Lewis-Jones returns with another installment of his Bad Apple picture-book series starring one foul fruit.
Antihero Apple is up to no good again. He “drank Pea’s tea, and stole Cat’s hat, and other naughty things like that.” Granny Smith, “one of the oldest apples,” lectures him about his bad manners, and Red and Golden, “two delicious apples,” urge him to be sweet like them. The popular apples (Bramley, Braeburn, and Cox) suggest that he show a little more team spirit, and the “fabulous apples”—Honeycrisp, Gala, Pink Lady, and Jazz—advise him to let go of his anger.
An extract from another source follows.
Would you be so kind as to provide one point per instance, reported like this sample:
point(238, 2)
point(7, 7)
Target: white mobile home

But Apple is too hardcore (pun intended) of a grouch and a troublemaker to listen. It’s Pineapple’s birthday, and Apple crashes the party, filches Pineapple’s party hat, and imprisons the rest of the apples in an apple crumble. Readers hoping for a comeuppance for Apple (like the one he got in the previous book in the series) will be disappointed. In a darkly humorous, picaresque ending, the fate of the other apples is left unknown, and Apple learns nothing—once a rotten apple, always a rotten apple. Lewis-Jones’ sparingly narrated text has a certain appeal for those who appreciate dark wit. Sanders’ minimalist illustrations are playful and expressive and use watercolor washes effectively to vary the appearances of the anthropomorphic characters.
Amusingly irreverent, but young children will feel the lack of a moral or an apple-ly–ever-after.